漢字「責」の下部は「貝」(当時の金)だ。何を意味する?

引用:「汉字密码」(P790、唐汉著,学林出版社)

「責」の字の成り立ち」
 責は会意文字である。甲骨文字と金文の「責」はの構造はよく似ている。下部は両者とも「貝」であるし、上部は「刺す」の字である。原本はいばらの上のとげの描写である。ここでは針で突き通すことを表している。二つの形は串を用いて貝を朋となす。そして蓄積をあらわし、儲けるの意味もある。
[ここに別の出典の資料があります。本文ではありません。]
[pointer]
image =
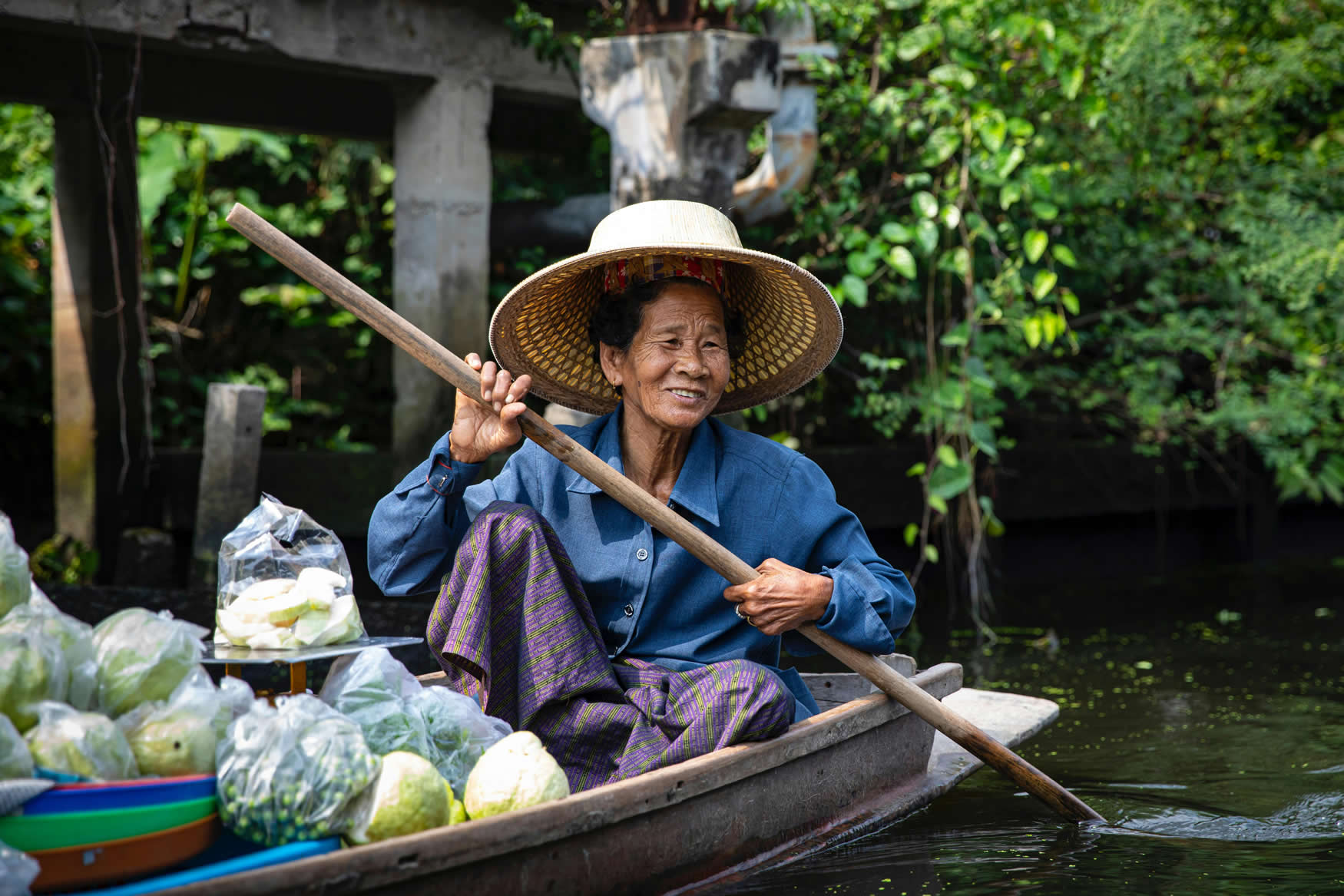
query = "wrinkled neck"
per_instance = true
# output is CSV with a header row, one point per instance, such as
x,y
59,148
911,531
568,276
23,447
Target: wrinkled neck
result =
x,y
654,455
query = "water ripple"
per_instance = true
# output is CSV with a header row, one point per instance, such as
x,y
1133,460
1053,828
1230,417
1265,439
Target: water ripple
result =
x,y
1311,817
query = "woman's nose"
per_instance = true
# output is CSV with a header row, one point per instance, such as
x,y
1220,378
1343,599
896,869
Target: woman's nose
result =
x,y
691,362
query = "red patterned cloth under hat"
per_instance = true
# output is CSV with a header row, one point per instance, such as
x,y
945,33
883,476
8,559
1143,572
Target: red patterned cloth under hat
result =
x,y
643,269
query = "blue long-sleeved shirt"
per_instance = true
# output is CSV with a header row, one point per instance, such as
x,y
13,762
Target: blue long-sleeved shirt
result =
x,y
650,597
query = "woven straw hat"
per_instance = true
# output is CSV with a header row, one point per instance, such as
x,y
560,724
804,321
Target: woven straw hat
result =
x,y
792,322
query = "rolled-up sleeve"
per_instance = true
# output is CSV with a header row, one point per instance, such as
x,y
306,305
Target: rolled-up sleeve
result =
x,y
871,602
414,530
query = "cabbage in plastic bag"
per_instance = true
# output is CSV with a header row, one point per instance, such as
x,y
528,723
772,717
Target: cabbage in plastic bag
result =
x,y
41,618
374,689
15,579
179,736
80,743
15,759
18,871
458,731
143,657
396,713
288,772
31,670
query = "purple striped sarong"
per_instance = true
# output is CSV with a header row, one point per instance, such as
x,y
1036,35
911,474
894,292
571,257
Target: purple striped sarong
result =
x,y
514,627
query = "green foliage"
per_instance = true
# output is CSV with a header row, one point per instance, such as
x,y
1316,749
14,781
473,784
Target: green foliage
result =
x,y
64,559
1084,220
315,360
25,266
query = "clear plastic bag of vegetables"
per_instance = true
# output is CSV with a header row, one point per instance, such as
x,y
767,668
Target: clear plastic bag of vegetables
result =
x,y
88,745
41,618
179,736
286,772
397,713
374,689
458,732
284,582
31,670
15,579
15,759
143,656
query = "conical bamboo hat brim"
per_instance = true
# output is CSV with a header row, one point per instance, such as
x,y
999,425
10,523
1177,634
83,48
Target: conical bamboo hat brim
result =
x,y
792,322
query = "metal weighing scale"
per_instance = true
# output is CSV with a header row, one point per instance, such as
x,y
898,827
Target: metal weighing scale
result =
x,y
297,659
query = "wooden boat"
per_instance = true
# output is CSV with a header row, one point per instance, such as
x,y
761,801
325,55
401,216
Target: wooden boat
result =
x,y
862,763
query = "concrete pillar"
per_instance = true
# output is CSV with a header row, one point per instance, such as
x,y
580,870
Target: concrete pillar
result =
x,y
229,461
94,171
71,387
441,254
679,107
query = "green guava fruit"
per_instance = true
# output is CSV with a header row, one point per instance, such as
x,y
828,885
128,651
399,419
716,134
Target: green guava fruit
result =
x,y
514,774
409,795
174,743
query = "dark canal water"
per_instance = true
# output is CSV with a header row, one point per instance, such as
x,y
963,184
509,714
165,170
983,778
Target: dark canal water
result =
x,y
1204,720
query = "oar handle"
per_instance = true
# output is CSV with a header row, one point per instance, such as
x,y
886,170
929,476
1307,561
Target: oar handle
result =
x,y
648,508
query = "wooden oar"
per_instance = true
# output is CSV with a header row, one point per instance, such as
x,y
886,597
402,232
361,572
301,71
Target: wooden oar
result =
x,y
722,560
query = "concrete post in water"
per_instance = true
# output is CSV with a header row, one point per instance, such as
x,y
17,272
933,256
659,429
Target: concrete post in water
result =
x,y
229,464
441,256
679,107
71,387
94,175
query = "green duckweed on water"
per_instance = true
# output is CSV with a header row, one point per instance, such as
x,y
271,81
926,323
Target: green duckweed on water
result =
x,y
1214,747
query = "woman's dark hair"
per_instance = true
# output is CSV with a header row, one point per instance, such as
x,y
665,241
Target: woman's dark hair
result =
x,y
617,316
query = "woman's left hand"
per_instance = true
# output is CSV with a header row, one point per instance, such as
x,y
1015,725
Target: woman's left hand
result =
x,y
783,598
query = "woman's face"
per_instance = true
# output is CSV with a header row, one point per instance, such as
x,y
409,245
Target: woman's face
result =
x,y
677,365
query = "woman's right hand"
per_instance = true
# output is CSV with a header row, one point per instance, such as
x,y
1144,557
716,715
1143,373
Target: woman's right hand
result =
x,y
478,430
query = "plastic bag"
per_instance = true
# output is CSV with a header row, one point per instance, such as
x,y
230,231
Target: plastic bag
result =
x,y
80,743
288,772
236,697
31,670
141,657
179,736
18,871
376,689
458,732
284,582
15,759
41,618
15,579
396,713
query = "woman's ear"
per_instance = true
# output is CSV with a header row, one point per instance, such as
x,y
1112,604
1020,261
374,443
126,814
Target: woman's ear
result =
x,y
612,362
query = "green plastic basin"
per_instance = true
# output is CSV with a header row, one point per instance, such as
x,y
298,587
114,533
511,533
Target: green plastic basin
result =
x,y
58,831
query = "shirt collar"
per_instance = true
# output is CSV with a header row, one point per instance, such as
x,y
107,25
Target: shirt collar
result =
x,y
695,489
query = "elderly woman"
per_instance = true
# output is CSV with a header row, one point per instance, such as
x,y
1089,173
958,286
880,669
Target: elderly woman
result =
x,y
562,610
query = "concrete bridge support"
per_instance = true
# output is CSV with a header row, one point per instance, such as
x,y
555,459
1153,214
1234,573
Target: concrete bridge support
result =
x,y
441,257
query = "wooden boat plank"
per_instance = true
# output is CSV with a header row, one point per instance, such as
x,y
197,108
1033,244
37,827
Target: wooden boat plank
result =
x,y
1008,718
492,847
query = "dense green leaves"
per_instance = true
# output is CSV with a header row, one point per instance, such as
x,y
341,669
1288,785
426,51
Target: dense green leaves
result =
x,y
1113,220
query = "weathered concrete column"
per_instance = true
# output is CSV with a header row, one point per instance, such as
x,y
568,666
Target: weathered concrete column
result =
x,y
71,387
441,254
679,107
94,171
229,461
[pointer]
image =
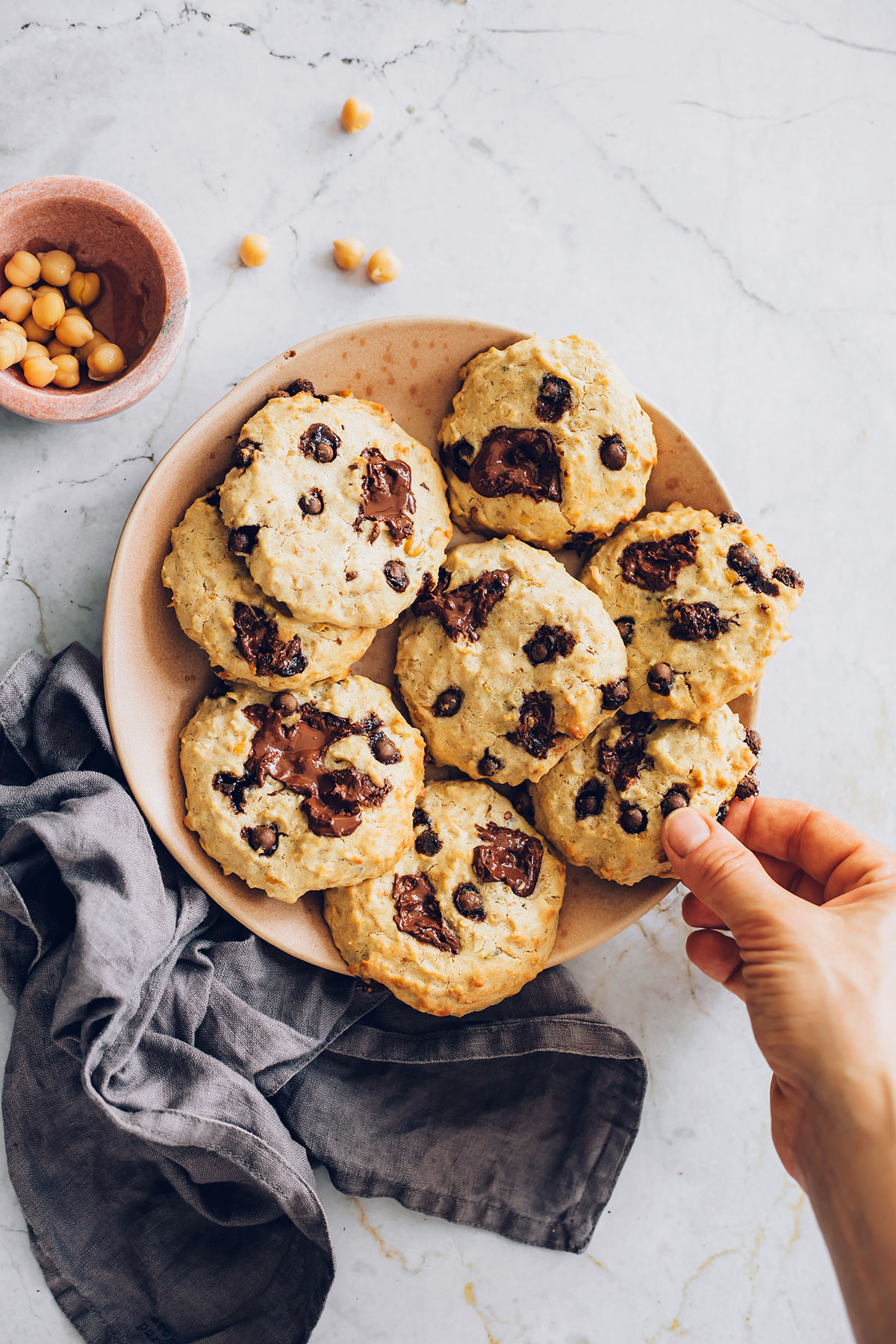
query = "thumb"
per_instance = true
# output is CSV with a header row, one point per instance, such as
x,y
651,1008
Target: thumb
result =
x,y
719,870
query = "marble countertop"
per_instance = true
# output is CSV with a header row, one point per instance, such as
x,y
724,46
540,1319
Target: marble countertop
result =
x,y
706,190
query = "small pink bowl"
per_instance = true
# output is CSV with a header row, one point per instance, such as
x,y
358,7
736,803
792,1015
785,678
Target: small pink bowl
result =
x,y
144,302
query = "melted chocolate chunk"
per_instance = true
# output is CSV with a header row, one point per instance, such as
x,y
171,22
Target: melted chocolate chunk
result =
x,y
746,564
294,757
320,443
548,644
676,797
417,912
655,566
555,398
455,457
517,461
448,703
428,843
489,765
699,621
508,856
622,762
260,643
615,694
788,577
264,839
590,799
242,541
613,453
395,576
633,820
465,609
660,679
536,732
386,497
625,625
467,900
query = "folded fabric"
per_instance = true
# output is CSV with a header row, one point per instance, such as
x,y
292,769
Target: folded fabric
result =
x,y
171,1077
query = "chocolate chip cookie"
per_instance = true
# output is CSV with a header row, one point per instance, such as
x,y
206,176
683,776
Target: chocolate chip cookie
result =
x,y
469,913
546,441
293,792
246,635
702,604
505,662
340,512
605,803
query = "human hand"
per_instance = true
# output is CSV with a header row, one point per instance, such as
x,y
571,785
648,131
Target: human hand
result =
x,y
797,915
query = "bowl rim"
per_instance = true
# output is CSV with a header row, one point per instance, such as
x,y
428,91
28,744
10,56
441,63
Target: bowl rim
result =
x,y
54,405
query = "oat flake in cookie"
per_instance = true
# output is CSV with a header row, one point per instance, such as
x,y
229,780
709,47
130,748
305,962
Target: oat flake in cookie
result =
x,y
605,803
546,441
347,512
246,635
297,792
505,660
703,604
464,920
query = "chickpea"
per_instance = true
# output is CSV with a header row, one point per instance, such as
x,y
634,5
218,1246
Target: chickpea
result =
x,y
22,269
40,371
34,332
15,302
254,250
105,362
356,114
57,267
67,371
383,267
87,351
84,288
74,329
49,309
347,253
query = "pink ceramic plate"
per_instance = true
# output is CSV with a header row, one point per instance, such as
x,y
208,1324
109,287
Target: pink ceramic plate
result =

小篆の責は金文を受け継ぎ、楷書は隷書化の過程で上部の束が変形して責になった。

「責」の原義は貯蓄である
 責の本義は蓄積である。この言葉は後に作られた積の字に受け継がれている。責すなわちその意味が拡張され、すなわち蓄積、求めてとるという意味になった。


編集後記
 日本で責任の取り方として、「責任は俺がとる。腹を切ればいいだろう」というのがある。この責任の取り方は、どうも日本だけのようである。いかにも潔いようであるが、考えようによっては、責任は個人でとれるほど軽いものではない。たった一人の腹きりで何百人という将兵の命の責任をどうして取れるというのだろう。
 この言葉は昔から散々聞かされてきた。先の大戦の「インパール作戦」でも、こうして叫んだ将軍もいたようであるし、つい先の国会で、「責任は私がとります」といった首相がいたようであるが、私には、これらの言動は「責任逃れの最たるもの」のように思えてしまう。考え違いもいいところだ。
 トップの命など庶民にとっては何の役にも立たないことこの上ない。このことは漢字の「責」からも窺い知ることができる。